Vefâsız Müslümanlar!..
Milli Gazete-Köşe Yazıları
- 14 Aralık 2018
Biz Müslümanlar ne kadar unutkan, vefasız olduk…
Ayasofya’yı unuttuk. Eskiden hiç olmazsa Ayasofya açılsın diye bağırır çağırdık. O da bitti. Biz Ayasofya’yı unuttuk, o ulu mâbede vefasızlık ediyoruz ama o bizi unutmuyor. Geceleri ta sabaha dek derin derin ağlıyor hıçkırarak.
Ayasofya’nın vakfiyesindeki lanet şartını biz unuttuk ama o şart bizim peşimizi bırakmaz.
Ayasofya’nın Sahibi Ayasofya’yı, bizim vefasızlığımızı bilmez değil.

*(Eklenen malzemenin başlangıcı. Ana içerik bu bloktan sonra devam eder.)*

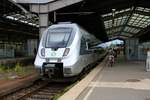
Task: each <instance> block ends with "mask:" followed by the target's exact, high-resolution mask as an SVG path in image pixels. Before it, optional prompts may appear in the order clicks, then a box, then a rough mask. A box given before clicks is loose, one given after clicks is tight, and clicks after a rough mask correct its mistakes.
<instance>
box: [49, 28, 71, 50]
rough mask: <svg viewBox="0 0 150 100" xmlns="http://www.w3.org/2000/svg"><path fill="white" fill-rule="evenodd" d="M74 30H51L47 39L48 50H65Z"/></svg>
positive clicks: (52, 29)
mask: <svg viewBox="0 0 150 100" xmlns="http://www.w3.org/2000/svg"><path fill="white" fill-rule="evenodd" d="M71 33H72V28H54V29H49V30H48V33H47V37H46V47H47V48H64V47H66V46H67V43H68V41H69V38H70V35H71Z"/></svg>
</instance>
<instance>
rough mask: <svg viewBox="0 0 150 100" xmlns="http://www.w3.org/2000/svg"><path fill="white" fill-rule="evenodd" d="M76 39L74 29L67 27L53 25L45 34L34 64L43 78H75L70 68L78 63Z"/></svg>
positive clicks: (41, 42)
mask: <svg viewBox="0 0 150 100" xmlns="http://www.w3.org/2000/svg"><path fill="white" fill-rule="evenodd" d="M74 38H75V31H74V29H73V28H72V27H70V26H69V27H67V25H53V26H51V27H50V28H48V29H47V30H46V31H45V32H44V33H43V36H42V38H41V41H40V45H39V49H38V53H37V56H36V59H35V62H34V64H35V67H36V68H37V69H38V71H39V72H40V74H41V75H42V76H44V77H47V78H49V79H50V78H55V79H56V78H64V77H65V75H66V74H68V75H70V76H73V73H72V69H71V68H70V67H68V66H71V64H74V63H75V61H76V60H75V58H76V57H75V56H74V55H76V54H77V52H76V51H74V50H75V47H74V44H76V43H74Z"/></svg>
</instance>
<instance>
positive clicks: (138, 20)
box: [102, 7, 150, 39]
mask: <svg viewBox="0 0 150 100" xmlns="http://www.w3.org/2000/svg"><path fill="white" fill-rule="evenodd" d="M102 18H103V20H104V26H105V30H106V32H107V34H108V36H109V37H110V38H112V39H113V38H117V37H119V38H123V39H126V38H130V37H133V36H135V35H136V34H137V33H139V32H140V31H141V30H144V29H145V28H147V27H148V26H149V25H150V8H144V7H131V8H126V9H122V10H118V11H116V10H115V9H112V13H107V14H103V15H102Z"/></svg>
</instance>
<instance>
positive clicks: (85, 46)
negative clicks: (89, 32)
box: [80, 37, 86, 55]
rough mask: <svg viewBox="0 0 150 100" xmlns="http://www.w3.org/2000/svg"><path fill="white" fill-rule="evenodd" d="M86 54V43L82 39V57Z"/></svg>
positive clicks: (80, 46)
mask: <svg viewBox="0 0 150 100" xmlns="http://www.w3.org/2000/svg"><path fill="white" fill-rule="evenodd" d="M84 54H86V41H85V39H84V38H83V37H82V39H81V44H80V55H84Z"/></svg>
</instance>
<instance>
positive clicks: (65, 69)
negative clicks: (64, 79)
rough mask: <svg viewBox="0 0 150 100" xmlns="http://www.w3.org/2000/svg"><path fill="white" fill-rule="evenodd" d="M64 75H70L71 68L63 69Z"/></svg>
mask: <svg viewBox="0 0 150 100" xmlns="http://www.w3.org/2000/svg"><path fill="white" fill-rule="evenodd" d="M64 74H72V70H71V68H64Z"/></svg>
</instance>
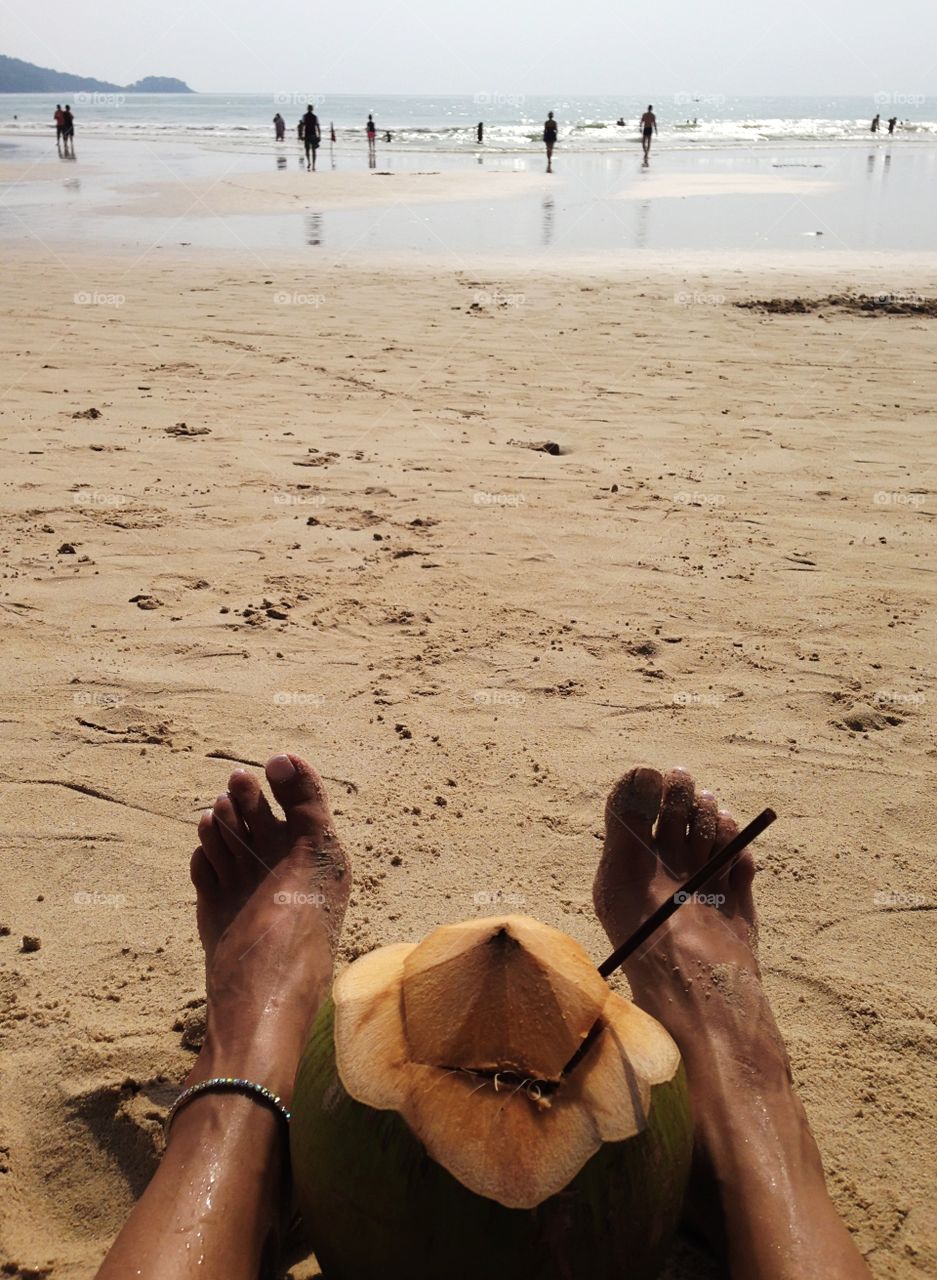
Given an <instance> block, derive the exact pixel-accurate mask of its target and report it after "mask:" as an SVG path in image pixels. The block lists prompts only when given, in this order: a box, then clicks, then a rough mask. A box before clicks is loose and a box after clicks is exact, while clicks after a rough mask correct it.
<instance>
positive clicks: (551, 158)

O, noksan sıfatlardan münezzehtir, unutmaz.
O ihmal etmez, imhal eder (mühlet verir).
Bizim çoğumuz Ayasofya’yı unuttu ama Haçlılar onu unutmadı. Günü gelince onu tekrar kilise yapmak, minarelerini yıkmak, çan kulelerinden nakus çalmak istiyor.
Müslüman bu kadar vefasız olabilir mi?
Müslüman vakıf senedindeki lânet şartına karşı böylesine ilgisiz kalabilir mi?
Zaten yeniden cami yapılsa ne olacak?
Minarelerine korkunç hoparlörler yerleştirilecek, bu aletler 150 desibel şiddetinde bağırtılacak.
Birkaç ay biraz gidilip gelinecek, sonra cami olarak terk edilecek.
Zavallı Müslümanlar!.. O ulu caminin vaaz kürsilerine çıkıp halkı aydınlatacak icazetli ulema ve fukahadan kaç Manastırlı İsmail Hakkı Efendiniz, kaç Şeyh Abdülhakim Arvasî’niz, kaç Kayserili Şeyh Ahmed Remzi Dede’niz var?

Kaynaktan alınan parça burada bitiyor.